Una vez que escapara del lugar donde me encontraba pensaría en llamar a la policía, pero ahora necesitaba no sólo salir cuanto antes sino, además, descubrir dónde me encontraba. Era un edificio que parecía un almacén abandonado. ¿Acaso mi guardián estaba solo? Mientras avanzaba, ahora con gran cuidado, había empezado a masticar el pan de un bocadillo que recogí del suelo cuando ya me iba y de pronto mi situación me pareció ridícula: huía comiendo.

Pocas veces el peligro me ha parecido más risible, pero no podía dejar de comer. A medida que seguía avanzando por aquel largo pasillo punteado de vanos de puertas lo hacía con mayor sigilo, convencido de que así me acercaba al punto de donde provenía mi carcelero y donde, probablemente, habría alguien más esperando su regreso.

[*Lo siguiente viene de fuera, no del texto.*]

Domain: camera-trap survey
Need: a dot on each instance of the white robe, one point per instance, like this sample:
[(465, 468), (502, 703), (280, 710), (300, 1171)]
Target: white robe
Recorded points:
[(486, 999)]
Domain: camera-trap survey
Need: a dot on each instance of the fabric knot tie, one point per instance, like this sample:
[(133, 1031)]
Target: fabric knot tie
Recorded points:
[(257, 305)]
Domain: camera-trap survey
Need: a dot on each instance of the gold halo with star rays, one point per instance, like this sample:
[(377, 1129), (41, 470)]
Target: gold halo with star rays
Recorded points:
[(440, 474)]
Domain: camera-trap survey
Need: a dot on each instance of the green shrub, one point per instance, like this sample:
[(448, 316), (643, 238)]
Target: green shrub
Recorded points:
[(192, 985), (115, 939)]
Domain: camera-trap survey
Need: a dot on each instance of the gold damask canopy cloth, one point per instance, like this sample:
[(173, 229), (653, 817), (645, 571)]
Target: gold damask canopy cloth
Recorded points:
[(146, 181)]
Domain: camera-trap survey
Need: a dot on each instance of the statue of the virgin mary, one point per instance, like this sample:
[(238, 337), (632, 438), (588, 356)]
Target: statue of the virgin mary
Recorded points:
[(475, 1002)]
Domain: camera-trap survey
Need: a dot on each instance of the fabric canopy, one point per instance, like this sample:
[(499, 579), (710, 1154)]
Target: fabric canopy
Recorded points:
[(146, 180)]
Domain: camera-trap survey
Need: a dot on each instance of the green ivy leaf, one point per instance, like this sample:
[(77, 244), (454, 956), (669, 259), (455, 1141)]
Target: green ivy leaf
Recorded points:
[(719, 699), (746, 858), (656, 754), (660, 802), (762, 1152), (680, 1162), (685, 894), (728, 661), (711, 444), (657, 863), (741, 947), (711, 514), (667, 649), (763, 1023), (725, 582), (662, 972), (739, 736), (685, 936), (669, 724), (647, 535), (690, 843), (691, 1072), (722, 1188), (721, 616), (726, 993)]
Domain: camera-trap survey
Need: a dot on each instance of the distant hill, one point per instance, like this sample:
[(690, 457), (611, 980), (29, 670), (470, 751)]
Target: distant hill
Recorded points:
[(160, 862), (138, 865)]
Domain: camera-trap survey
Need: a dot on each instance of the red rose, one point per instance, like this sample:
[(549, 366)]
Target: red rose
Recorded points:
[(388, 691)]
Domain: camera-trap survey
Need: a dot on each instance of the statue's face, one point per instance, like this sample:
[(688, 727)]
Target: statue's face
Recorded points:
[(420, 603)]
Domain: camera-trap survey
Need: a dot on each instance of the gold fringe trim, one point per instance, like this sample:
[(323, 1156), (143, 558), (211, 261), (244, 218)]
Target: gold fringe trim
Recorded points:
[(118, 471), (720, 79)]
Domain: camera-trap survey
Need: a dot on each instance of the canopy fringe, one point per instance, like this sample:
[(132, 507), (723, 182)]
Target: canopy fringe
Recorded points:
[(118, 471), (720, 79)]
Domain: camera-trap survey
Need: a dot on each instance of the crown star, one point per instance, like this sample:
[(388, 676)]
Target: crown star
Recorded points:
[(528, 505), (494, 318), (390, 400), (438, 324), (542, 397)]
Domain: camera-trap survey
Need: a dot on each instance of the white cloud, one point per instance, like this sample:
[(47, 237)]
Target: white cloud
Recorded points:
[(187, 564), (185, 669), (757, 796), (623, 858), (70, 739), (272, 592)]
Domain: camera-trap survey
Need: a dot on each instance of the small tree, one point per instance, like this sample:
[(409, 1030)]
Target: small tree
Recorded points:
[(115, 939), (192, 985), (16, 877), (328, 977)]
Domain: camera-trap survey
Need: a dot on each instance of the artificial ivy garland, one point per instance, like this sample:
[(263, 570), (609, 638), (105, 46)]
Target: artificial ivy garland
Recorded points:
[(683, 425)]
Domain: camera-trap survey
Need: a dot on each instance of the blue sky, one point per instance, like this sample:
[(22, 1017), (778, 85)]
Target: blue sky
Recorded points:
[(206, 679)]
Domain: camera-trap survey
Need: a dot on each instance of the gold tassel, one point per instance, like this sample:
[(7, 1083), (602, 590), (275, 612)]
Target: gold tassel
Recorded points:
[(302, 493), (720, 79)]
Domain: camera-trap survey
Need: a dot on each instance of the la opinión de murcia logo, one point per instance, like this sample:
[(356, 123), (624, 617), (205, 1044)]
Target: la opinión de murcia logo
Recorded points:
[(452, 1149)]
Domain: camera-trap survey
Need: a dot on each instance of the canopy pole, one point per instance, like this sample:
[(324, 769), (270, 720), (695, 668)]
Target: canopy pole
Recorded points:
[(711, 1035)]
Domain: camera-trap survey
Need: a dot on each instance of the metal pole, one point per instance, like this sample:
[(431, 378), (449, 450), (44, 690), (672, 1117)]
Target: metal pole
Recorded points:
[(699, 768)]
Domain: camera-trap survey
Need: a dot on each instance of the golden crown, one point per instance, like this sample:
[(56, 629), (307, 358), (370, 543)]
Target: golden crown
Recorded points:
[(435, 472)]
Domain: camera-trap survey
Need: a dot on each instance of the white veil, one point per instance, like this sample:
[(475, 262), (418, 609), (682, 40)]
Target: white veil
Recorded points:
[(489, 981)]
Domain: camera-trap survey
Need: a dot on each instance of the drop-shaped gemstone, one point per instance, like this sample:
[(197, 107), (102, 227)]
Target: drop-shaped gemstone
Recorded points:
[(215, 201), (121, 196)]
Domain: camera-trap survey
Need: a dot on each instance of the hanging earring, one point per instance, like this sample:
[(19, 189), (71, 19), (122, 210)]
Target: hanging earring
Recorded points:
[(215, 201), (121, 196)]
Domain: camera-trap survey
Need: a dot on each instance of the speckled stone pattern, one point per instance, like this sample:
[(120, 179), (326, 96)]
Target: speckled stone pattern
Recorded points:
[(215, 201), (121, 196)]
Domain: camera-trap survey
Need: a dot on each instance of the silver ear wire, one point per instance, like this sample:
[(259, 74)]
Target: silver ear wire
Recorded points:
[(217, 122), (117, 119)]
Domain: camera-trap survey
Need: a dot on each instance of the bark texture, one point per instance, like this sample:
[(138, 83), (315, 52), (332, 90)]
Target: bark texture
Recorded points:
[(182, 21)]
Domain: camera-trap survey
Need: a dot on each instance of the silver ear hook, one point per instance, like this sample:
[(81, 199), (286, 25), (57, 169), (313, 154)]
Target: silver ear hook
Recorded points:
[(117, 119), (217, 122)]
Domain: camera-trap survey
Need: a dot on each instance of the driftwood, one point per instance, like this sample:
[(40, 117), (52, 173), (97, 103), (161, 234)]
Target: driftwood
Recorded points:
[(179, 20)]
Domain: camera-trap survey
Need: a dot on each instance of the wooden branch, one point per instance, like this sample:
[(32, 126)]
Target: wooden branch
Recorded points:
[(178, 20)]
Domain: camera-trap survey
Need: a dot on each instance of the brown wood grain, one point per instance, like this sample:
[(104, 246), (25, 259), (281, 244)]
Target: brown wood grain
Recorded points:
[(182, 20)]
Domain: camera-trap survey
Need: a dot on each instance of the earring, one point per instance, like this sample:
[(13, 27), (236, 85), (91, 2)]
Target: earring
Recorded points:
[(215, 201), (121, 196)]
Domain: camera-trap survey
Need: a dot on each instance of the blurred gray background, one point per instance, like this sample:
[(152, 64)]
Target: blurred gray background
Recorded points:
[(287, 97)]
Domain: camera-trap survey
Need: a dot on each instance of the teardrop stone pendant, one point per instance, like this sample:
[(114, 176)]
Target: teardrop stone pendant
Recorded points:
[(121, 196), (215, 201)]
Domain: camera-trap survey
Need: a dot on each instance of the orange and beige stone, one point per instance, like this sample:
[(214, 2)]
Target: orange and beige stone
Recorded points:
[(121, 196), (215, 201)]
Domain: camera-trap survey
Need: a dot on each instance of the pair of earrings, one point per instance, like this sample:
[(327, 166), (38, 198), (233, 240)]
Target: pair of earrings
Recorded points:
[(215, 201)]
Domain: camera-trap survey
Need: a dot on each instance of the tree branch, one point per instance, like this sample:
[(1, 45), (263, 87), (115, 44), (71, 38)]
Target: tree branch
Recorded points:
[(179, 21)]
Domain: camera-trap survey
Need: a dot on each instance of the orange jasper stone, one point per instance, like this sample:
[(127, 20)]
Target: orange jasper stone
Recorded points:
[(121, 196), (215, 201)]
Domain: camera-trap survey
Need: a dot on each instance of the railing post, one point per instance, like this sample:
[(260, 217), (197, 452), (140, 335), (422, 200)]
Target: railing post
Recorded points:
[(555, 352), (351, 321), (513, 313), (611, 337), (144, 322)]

Entonces descubrí un portón entreabierto a mi izquierda, casi al final del pasillo. Éste doblaba luego a la derecha y resultaba imposible descubrir qué había más allá. Me detuve a escuchar con tanta atención que me dolieron los oídos. Al no escuchar nada, asomé la cabeza al otro lado con precaución: era otro pasillo, tan desnudo como aquel del que procedía. Volví la vista al portón y en dos pasos me planté junto a él, me deslicé a través de la abertura y salí al exterior. El sol me cegó. Estaba en algún lugar de la zona portuaria, irreconocible. Quizá fueran unos almacenes dentro del puerto. Sin poder creer en mi suerte, porque el lugar estaba desierto, eché a andar con medida prisa. No se veía a nadie, ni siquiera un operario o algún visitante deambulando por la zona. Poco a poco reconocí un rumor de fondo que identifiqué como el rumor del tráfico rodado. Dejándome llevar por él y aun sin tenerlas todas conmigo, al fin salí a una calzada por donde circulaban los coches. De nuevo una historia como la de San Salvador, pero sin guardaespaldas de por medio. Incorporado a un grupo discreto de personas que aguardaban el autobús, me uní a ellos aún con el alma en vilo. Cerca de la parada del autobús, en espera de que se abriese el semáforo para peatones, había un grupo de tres o cuatro personas que me miraban, como también las dos que aguardaban al autobús y por un instante tuve la sensación de vestir un traje de presidiario. En ese momento me percaté de que durante todo este tiempo había seguido comiendo.